In/Visible : The Changing Shape Of Womanhood se présente comme une proposition curatoriale abordant la relation des femmes à leur féminité. L’exposition réunit des pratiques artistiques qui explorent la manière dont les femmes se représentent elles-mêmes dans l’imaginaire collectif, en dénonçant les stéréotypes et les normes qui leur sont imposées. Elle propose une relecture de la notion de féminité autour des multiples facettes qui la définissent aujourd’hui, sans chercher à l’enfermer dans un consensus.

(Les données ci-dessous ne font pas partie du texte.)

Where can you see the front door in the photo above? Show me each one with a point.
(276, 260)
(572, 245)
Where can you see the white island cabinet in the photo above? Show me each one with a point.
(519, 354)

Pour atteindre cet objectif, la Galerie de l’Est met en lumière un corpus d’œuvres réalisées par des artistes femme appartenant exclusivement à la génération Y, appelée également les milléniaux, souvent considérés comme les premiers enfants du numérique. Une génération qui assistera à l’émergence du troisième
sexe, puis au développement des mouvements LGBTQIP2SAA, ainsi qu’à la banalisation de la chirurgie esthétique, un phénomène amplifié par les réseaux sociaux et leurs influenceuses. Ce choix suscite immédiatement l’intérêt : comment la féminité est-elle perçue, vécue et réinterprétée par cette génération d’artistes ?
La féminité ne dépend pas d’une époque, mais d’une présence. C’est ce que suggère l’œuvre d’Alena Rakova, connue également sous le pseudonyme Exantres. Cette artiste dépeint des femmes dans des situations où leur corps semble s’effacer derrière l’impression fugace de la sensualité qui en émane. Les postures de ses modèles traduisent une féminité affirmée, qui demeure intacte malgré les contours floutés et les visages esquissés. L’enjeu est d’atteindre une picturalité qui révélerait l’essence féminine à partir d’un choix de scènes ordinaires, parfois inspirées par l’histoire de l’art. En revisitant les nombreuses représentations de la femme dans son quotidien, Exantres engage ainsi le regardeur à dépasser l’apparente banalité des situations pour percevoir une féminité atemporelle.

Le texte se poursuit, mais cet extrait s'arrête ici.